Es gibt fast nichts vergleichbares in Deutschland. Ich habe bereits in 2
Firmen gearbeitet, die stark in Marketing sind. Da läuft fast nichts.
Segmentierungen werden noch von BWLern übernommen, und die können halt
nichts. Das größte Problem was deutsche Firmen haben, sie wissen nicht,
wie man Kunden halten kann. Neue Kunden zu gewinnen ist schwieriger als
alte zu halten.
Ein ganz anderes Thema wär noch Datenzentren. Dort läuft die Überwachung
in Deutschland fast garnicht über Algos.
Übrigends: Amazon macht mittlerweile Milliarden-Gewinne. Die haben so
viele Daten, die können garnicht mehr verlieren.
Cyblord -. schrieb:> Darum sind beide Firmen ja auch so erfolglos. Wobei die Werbung sowieso> nicht von denen sondern über Google Ads o.ä. geschaltet wird. Damit> haben die selbst nichts zu tun.

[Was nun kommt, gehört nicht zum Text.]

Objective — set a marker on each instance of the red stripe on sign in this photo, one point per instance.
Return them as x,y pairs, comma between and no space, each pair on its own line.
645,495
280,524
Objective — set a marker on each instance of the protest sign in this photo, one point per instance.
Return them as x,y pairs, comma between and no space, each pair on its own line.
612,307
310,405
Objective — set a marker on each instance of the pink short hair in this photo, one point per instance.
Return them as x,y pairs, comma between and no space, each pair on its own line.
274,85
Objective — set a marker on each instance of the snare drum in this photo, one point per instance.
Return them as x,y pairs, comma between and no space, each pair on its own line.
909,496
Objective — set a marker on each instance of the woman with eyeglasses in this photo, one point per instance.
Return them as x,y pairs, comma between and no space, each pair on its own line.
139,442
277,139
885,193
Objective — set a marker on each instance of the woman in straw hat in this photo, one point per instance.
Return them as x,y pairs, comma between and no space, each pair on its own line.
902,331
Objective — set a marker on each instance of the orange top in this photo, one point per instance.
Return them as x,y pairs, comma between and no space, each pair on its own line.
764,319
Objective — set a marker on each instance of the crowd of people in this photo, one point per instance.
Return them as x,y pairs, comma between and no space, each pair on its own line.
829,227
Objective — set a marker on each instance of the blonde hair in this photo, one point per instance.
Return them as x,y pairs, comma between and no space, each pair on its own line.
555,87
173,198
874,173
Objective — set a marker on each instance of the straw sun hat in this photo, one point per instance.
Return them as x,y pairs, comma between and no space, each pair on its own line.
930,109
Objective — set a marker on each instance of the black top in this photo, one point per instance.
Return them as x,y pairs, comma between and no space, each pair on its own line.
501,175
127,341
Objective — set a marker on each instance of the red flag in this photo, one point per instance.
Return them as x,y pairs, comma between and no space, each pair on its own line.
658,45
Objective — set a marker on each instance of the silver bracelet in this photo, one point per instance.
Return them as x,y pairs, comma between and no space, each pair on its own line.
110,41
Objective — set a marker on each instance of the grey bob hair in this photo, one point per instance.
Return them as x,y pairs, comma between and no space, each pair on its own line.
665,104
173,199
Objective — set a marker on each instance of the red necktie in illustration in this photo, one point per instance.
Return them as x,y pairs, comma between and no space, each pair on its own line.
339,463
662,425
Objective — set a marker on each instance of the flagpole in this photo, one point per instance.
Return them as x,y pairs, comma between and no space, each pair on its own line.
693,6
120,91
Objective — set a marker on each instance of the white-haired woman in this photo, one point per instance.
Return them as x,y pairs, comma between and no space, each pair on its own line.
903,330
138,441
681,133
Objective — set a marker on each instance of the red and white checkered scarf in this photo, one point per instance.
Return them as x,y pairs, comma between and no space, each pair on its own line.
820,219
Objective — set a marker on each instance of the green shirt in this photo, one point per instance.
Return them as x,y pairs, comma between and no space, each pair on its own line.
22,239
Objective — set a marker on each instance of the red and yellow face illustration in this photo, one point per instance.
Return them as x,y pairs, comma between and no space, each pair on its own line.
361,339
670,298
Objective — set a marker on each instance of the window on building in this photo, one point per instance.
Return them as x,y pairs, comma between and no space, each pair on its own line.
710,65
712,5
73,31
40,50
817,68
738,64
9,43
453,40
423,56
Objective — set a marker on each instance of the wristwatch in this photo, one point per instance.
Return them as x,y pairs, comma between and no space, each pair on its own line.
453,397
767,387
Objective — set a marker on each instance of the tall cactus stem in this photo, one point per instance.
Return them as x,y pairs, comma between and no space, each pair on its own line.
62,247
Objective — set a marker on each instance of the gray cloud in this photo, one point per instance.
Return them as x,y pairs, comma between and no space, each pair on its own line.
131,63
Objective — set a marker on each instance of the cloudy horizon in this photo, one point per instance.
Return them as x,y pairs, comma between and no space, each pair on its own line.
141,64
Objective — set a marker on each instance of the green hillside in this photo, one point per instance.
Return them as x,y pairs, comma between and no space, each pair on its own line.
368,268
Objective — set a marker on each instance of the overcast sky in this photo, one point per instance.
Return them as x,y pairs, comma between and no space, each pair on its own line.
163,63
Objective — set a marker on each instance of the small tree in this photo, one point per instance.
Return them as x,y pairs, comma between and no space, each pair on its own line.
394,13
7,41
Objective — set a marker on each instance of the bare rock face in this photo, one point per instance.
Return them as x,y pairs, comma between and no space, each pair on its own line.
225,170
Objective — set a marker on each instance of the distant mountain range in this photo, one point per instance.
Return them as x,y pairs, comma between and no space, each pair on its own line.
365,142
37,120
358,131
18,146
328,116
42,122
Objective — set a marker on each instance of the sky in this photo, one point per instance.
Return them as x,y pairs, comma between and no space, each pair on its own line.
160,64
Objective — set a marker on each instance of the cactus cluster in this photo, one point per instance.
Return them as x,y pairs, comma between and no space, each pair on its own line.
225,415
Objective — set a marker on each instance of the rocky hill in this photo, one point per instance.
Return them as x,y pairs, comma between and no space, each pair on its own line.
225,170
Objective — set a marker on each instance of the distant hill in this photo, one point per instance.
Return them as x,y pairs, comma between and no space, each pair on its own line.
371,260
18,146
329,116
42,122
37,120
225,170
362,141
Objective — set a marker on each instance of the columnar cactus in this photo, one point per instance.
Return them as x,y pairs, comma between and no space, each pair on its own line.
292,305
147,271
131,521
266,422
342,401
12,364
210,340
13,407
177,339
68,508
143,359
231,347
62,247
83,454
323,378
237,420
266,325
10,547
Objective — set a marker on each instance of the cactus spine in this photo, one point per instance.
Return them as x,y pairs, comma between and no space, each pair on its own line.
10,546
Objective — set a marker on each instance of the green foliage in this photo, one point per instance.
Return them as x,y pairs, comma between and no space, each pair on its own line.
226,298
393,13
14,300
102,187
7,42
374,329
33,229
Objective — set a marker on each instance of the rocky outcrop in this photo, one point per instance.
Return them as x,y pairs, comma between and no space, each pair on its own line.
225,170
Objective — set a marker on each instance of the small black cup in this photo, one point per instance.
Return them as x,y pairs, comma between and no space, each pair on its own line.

Amazon ist erfolglos? Sie finden gerade keine Arbeiter weil sie zu viele
Aufträge bekommen.
Gästchen schrieb:> Cyblord -. schrieb:>> Darum sind beide Firmen ja auch so erfolglos. Wobei die Werbung sowieso>> nicht von denen sondern über Google Ads o.ä. geschaltet wird. Damit>> haben die selbst nichts zu tun.>> Amazon ist erfolglos? Sie finden gerade keine Arbeiter weil sie zu viele> Aufträge bekommen.
Oh mann....
Highperformer schrieb:> iBims schrieb:> Die haben so viele Daten, die können garnicht mehr verlieren.
Du bist mir viel zu undifferenziert. Bei solchen Leuten muss man ganz
besonders skeptisch sein. Es gibt genug Schwätzer da draußen, die das
blaue vom Himmel versprechen. Defekto steht da immer noch: Trotz all der
tollen Daten empfiehlt mir Amazon nach dem Kauf von Socken, weitere
Socken. Trotz aller Datenanalysen empfiehlt mir Netflix idR Serien, die
mir überhaupt nicht gefallen.
etc. pp.
Ich bin fasziniert, was die so alles können. Aber ich weiß schon, was Du
sagen wirst: Die brauchen nur noch mehr Daten und ein bissle mehr KI,
Optimierung, etc. pp. Und dann wachen die autistischen Nerds iwann auf
und kapieren, dass Menschen keine (rationalen) Maschinen sind..
Aber bis dahin lass sie noch weiter rummspielen und Daten sammlen.